Com a sua densidade populacional, Molenbeek torna fácil o anonimato de quem queira lá passar uns dias ou uma temporada. O bairro está munido de um sistema de “telepolícia”, destinado aos comerciantes. Em finais de outubro, recebeu mais de 10% das verbas (do governo) destinadas a reforçar o “plano de ação contra o radicalismo e as partidas para a Síria”.
De acordo com a presidente da junta de Molenbeek, Françoise Schepmans, não se registam partidas para a Síria e Iraque desde julho. Mas nem todos concordam. Pieter Van Ostaeyen (blogger, historiador e mestre em estudos árabes e islâmicos) acredita que, entre abril e outubro, 31 belgas se juntaram às fileiras do autoproclamado Estado Islâmico.

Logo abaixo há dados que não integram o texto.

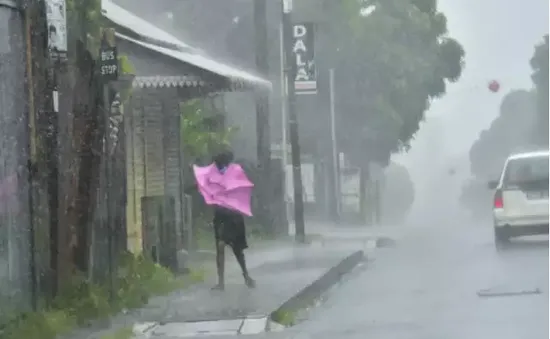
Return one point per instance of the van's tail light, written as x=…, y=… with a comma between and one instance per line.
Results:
x=497, y=201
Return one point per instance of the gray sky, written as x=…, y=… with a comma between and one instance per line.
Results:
x=499, y=38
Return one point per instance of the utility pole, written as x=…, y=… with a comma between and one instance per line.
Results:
x=293, y=122
x=334, y=146
x=109, y=73
x=262, y=112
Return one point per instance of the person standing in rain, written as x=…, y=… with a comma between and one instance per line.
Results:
x=229, y=229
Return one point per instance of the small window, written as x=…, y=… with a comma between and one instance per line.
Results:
x=526, y=170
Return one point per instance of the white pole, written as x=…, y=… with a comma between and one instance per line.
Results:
x=337, y=191
x=284, y=119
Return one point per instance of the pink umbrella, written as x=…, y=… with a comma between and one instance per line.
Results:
x=231, y=189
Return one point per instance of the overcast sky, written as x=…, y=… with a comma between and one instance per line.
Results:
x=499, y=38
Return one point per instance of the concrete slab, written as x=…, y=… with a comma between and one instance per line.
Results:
x=192, y=329
x=254, y=326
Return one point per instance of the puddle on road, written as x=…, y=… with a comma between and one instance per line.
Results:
x=507, y=292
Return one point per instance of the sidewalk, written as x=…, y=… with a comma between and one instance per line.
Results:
x=281, y=273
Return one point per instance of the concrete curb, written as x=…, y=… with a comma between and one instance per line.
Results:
x=317, y=288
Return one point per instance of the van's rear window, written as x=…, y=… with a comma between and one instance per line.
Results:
x=526, y=170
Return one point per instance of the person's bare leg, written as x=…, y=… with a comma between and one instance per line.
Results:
x=239, y=255
x=220, y=265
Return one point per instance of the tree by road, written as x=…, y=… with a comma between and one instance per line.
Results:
x=539, y=64
x=392, y=63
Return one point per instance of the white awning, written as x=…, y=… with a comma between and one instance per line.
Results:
x=160, y=41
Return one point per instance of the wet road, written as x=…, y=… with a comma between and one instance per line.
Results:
x=426, y=287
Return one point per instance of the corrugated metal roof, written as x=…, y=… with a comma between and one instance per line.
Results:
x=162, y=42
x=167, y=81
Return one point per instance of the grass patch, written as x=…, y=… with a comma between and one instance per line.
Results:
x=288, y=317
x=80, y=302
x=123, y=333
x=285, y=318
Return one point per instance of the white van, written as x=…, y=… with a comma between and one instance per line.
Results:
x=520, y=204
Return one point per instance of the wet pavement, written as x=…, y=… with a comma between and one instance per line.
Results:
x=427, y=287
x=431, y=285
x=280, y=273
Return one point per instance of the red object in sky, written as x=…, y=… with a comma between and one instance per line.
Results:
x=494, y=86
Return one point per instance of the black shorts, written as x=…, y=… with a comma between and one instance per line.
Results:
x=229, y=228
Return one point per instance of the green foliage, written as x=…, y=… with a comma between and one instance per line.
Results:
x=539, y=64
x=82, y=301
x=202, y=130
x=392, y=62
x=510, y=131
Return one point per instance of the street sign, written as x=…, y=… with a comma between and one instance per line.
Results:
x=56, y=20
x=108, y=56
x=305, y=81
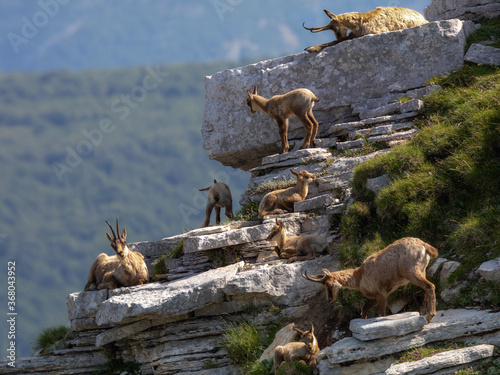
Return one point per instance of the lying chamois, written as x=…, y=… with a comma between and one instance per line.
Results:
x=219, y=196
x=382, y=273
x=303, y=247
x=281, y=201
x=126, y=268
x=281, y=107
x=380, y=20
x=304, y=351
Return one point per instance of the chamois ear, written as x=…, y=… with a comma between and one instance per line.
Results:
x=330, y=14
x=109, y=237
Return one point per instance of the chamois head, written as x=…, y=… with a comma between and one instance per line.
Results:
x=334, y=25
x=118, y=244
x=331, y=285
x=304, y=176
x=250, y=102
x=309, y=339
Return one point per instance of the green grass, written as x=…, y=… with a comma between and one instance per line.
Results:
x=445, y=182
x=51, y=339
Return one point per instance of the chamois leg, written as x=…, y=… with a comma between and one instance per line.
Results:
x=430, y=295
x=367, y=306
x=382, y=304
x=309, y=128
x=208, y=212
x=311, y=118
x=217, y=215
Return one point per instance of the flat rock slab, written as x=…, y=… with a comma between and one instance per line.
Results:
x=229, y=238
x=481, y=54
x=361, y=69
x=387, y=326
x=446, y=325
x=446, y=360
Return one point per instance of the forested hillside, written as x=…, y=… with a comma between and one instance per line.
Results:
x=80, y=148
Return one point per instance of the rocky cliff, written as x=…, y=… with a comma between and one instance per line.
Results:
x=176, y=325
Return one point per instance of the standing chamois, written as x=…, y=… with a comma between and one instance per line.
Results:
x=219, y=196
x=304, y=351
x=303, y=247
x=281, y=201
x=401, y=262
x=125, y=268
x=380, y=20
x=298, y=102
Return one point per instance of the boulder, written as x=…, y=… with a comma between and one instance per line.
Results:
x=473, y=10
x=344, y=77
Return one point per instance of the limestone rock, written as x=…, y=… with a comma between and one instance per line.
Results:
x=480, y=54
x=378, y=183
x=446, y=325
x=387, y=326
x=445, y=360
x=369, y=67
x=473, y=10
x=491, y=270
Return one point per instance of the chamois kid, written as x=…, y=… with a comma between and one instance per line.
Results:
x=219, y=196
x=304, y=247
x=298, y=102
x=401, y=262
x=281, y=201
x=304, y=351
x=380, y=20
x=125, y=268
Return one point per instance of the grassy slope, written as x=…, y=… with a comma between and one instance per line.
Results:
x=446, y=185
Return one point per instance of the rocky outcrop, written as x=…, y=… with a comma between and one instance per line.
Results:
x=351, y=79
x=473, y=10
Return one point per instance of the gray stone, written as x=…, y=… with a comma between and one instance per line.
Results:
x=411, y=106
x=491, y=270
x=378, y=183
x=446, y=360
x=229, y=238
x=480, y=54
x=473, y=10
x=446, y=325
x=405, y=60
x=382, y=327
x=315, y=203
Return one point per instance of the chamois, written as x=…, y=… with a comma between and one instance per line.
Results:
x=380, y=20
x=298, y=102
x=125, y=268
x=219, y=196
x=403, y=261
x=303, y=247
x=304, y=351
x=281, y=201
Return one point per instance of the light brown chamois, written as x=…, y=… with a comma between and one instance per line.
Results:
x=281, y=201
x=298, y=102
x=380, y=20
x=304, y=247
x=219, y=196
x=382, y=273
x=304, y=351
x=125, y=268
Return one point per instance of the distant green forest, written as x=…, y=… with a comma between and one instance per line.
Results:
x=80, y=148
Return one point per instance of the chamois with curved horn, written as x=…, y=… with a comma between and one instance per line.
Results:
x=401, y=262
x=298, y=102
x=380, y=20
x=125, y=268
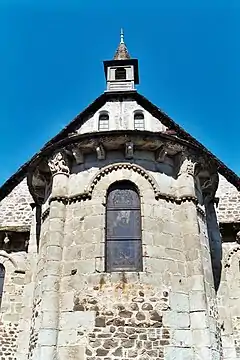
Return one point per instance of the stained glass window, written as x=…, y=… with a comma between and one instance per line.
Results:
x=139, y=121
x=103, y=123
x=2, y=276
x=123, y=228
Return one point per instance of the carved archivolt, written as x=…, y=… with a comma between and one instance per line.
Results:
x=87, y=194
x=230, y=255
x=4, y=257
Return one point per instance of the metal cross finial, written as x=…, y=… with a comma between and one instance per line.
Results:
x=122, y=37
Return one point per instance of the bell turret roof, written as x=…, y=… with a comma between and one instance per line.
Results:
x=122, y=51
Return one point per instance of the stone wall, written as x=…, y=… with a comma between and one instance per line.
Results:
x=228, y=209
x=11, y=305
x=228, y=301
x=15, y=209
x=160, y=313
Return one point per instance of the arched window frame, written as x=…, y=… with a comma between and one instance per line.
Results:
x=2, y=278
x=120, y=73
x=103, y=121
x=123, y=252
x=139, y=120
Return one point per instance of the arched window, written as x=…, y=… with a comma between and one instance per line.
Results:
x=2, y=276
x=103, y=123
x=139, y=120
x=120, y=74
x=123, y=228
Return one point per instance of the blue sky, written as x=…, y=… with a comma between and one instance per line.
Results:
x=51, y=67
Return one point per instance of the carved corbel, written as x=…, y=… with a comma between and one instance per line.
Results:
x=187, y=164
x=173, y=147
x=129, y=150
x=78, y=156
x=101, y=154
x=160, y=154
x=59, y=164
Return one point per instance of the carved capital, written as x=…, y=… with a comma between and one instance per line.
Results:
x=58, y=164
x=187, y=166
x=101, y=154
x=129, y=150
x=78, y=155
x=238, y=237
x=161, y=154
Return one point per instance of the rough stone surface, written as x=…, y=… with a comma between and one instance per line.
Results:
x=59, y=302
x=15, y=209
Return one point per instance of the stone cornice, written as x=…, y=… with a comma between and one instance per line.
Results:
x=87, y=194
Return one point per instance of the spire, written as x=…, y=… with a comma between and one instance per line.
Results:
x=122, y=51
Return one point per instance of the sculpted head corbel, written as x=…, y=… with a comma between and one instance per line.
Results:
x=59, y=163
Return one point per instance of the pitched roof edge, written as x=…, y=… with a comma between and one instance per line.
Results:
x=19, y=175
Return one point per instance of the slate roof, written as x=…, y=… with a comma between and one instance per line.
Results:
x=16, y=178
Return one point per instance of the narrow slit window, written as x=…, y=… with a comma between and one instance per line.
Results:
x=2, y=277
x=123, y=228
x=103, y=123
x=120, y=74
x=139, y=120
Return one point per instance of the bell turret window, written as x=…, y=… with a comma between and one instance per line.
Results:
x=139, y=120
x=2, y=276
x=103, y=122
x=120, y=74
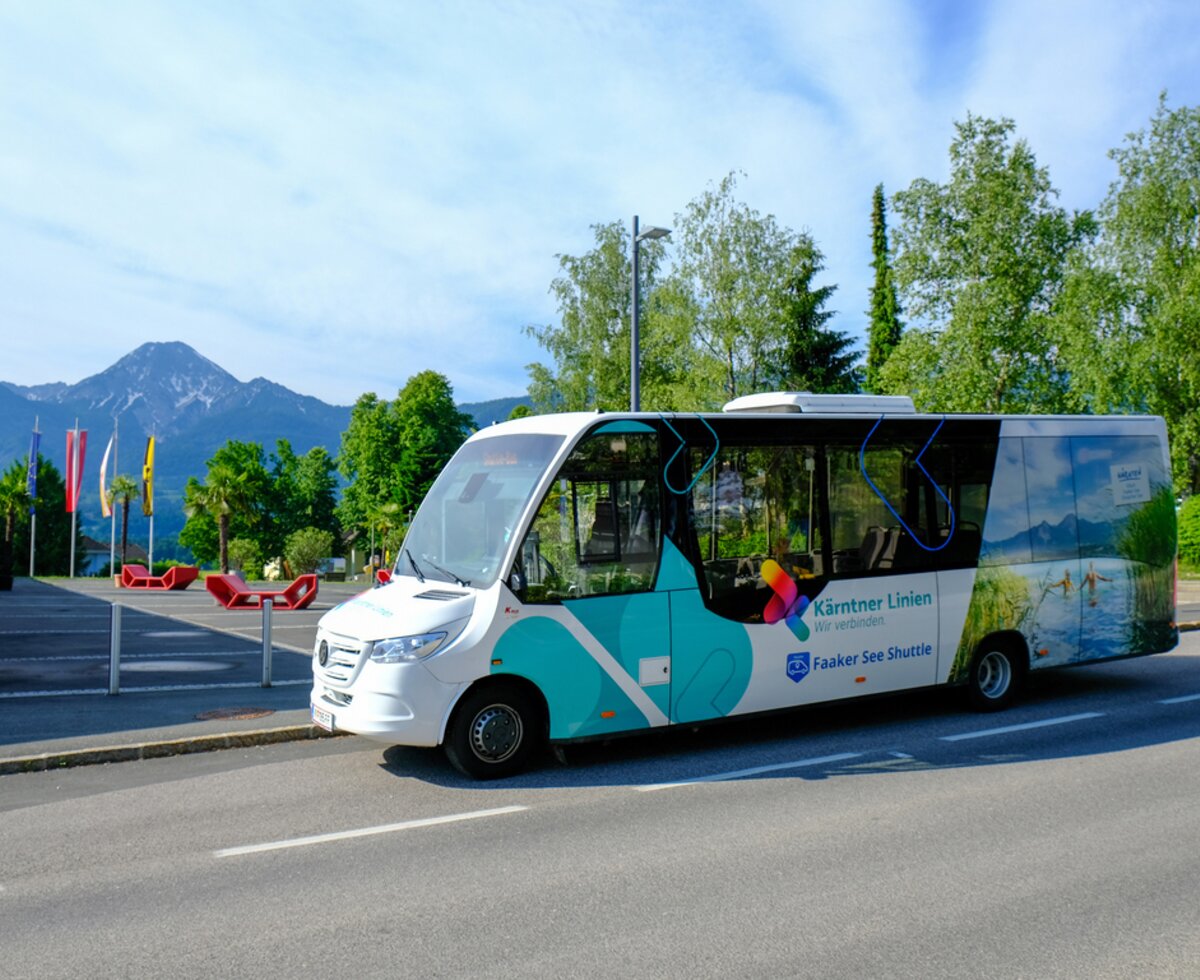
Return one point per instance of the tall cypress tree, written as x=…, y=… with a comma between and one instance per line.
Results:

O Procurador Geral belga, que procurou traçar o perfil do radicalismo no país, revelou, dia 12, que “pelo menos 494 belgas partiram para a Síria e Iraque” (segundo Pieter Van Ostaeyen, os números chegam aos 516) e garante que “272 belgas combatem, atualmente na Síria”.
Domingo, 15, o primeiro ministro belga, Charles Michel, explicava em várias entrevistas televisivas que a Bélgica é “um pequeno país cuja dimensão e localização favorece a circulação de pessoas com más intenções”, constatava que “há quase sempre uma ligação [de atos terroristas] com Molenbeek, que há um problema gigantesco” e que existe uma preocupação com o que chama de returnees, “jovens combatentes que foram treinar ou mesmo combater na Síria e que voltam, por vezes com más intenções, por vezes radicalizados, habituados ao manuseamento de armas”. Com a Bélgica em “alerta máximo”, garante que o seu país tem trabalhado muito nessa área. E que os primeiros resultados estão à vista: o atentado de Verviers foi evitado e a justiça registou “167 condenações por atos de terrorismo em alguns meses”, o que considera “enorme”. “A luta contra o radicalismo, contra o extremismo, deve ser uma prioridade”, diz, porque “o fanatismo não tem lugar entre nós.”